The Way of All Flesh Imagery

The Way of All Flesh Imagery

The Imagery of old Mr. Pontifex

Samuel Butler explicates; “When I was a small boy at the beginning of the century I remember an old man who wore knee-breeches and worsted stockings, and who used to hobble about the street of our village with the help of a stick. He must have been getting on for eighty in the year 1807, earlier than which date I suppose I can hardly remember him, for I was born in 1802. A few white locks hung about his ears, his shoulders were bent and his knees feeble, but he was still hale, and was much respected in our little world of Paleham. His name was Pontifex.” This imagery renders Mr. Pontifex a modest and dilapidated man who lives unassumingly. His approach of dressing and locomotion indicates that he was susceptible due to his progressing age.

The Imagery of Mrs. Pontifex’s Funeral

The funeral transpires like a thorough carnival: “On the day of the funeral, however, we had a great excitement; old Mr Pontifex sent round a penny loaf to every inhabitant of the village according to a custom still not uncommon at the beginning of the century; the loaf was called a dole. We had never heard of this custom before, besides, though we had often heard of penny loaves, we had never before seen one; moreover, they were presents to us as inhabitants of the village, and we were treated as grown up people, for our father and mother and the servants had each one loaf sent them, but only one.” The dissemination of loaves on a day that people are expected to be lamenting the bereavement of Mrs. Pontifex renders her interment day a merriment of her presence. Instead of sniveling, the villagers dwell on ingesting the cost-free bread delivered after Mrs. Pontifex’s passing, which occasions a ‘jubilant’ memorial.

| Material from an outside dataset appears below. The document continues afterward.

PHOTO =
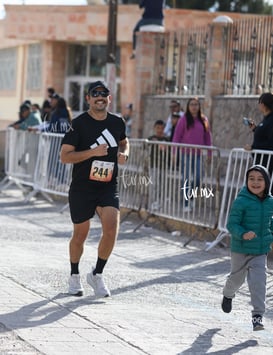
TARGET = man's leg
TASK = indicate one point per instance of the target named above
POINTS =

The Imagery of the Monument

In the monument for his defunct paternities, Samuel Butler writes, “George Pontifex put up a monument to his parents, a plain slab in Paleham church, inscribed with the following epitaph:—SACRED TO THE MEMORY OF JOHN PONTIFEX WHO WAS BORN AUGUST 16TH,1727, AND DIED FEBRUARY 8, 1812,IN HIS 85TH YEAR,AND OF RUTH PONTIFEX, HIS WIFE,WHO WAS BORN OCTOBER 13, 1727, AND DIED JANUARY 10, 1811, IN HER 84TH YEAR.THEY WERE UNOSTENTATIOUS BUT EXEMPLARY IN THE DISCHARGE OF THEIR RELIGIOUS, MORAL, AND SOCIAL DUTIES. THIS MONUMENT WAS PLACED BY THEIR ONLY SON.”

The engravings on the moment suggest that George Pontifex regarded his parentages as heartfelt pious figures whose memory had to be engraved on the monument. The block letters are a highlighter of Mr. George Pontifex’s verdict about the mysticism of his parents.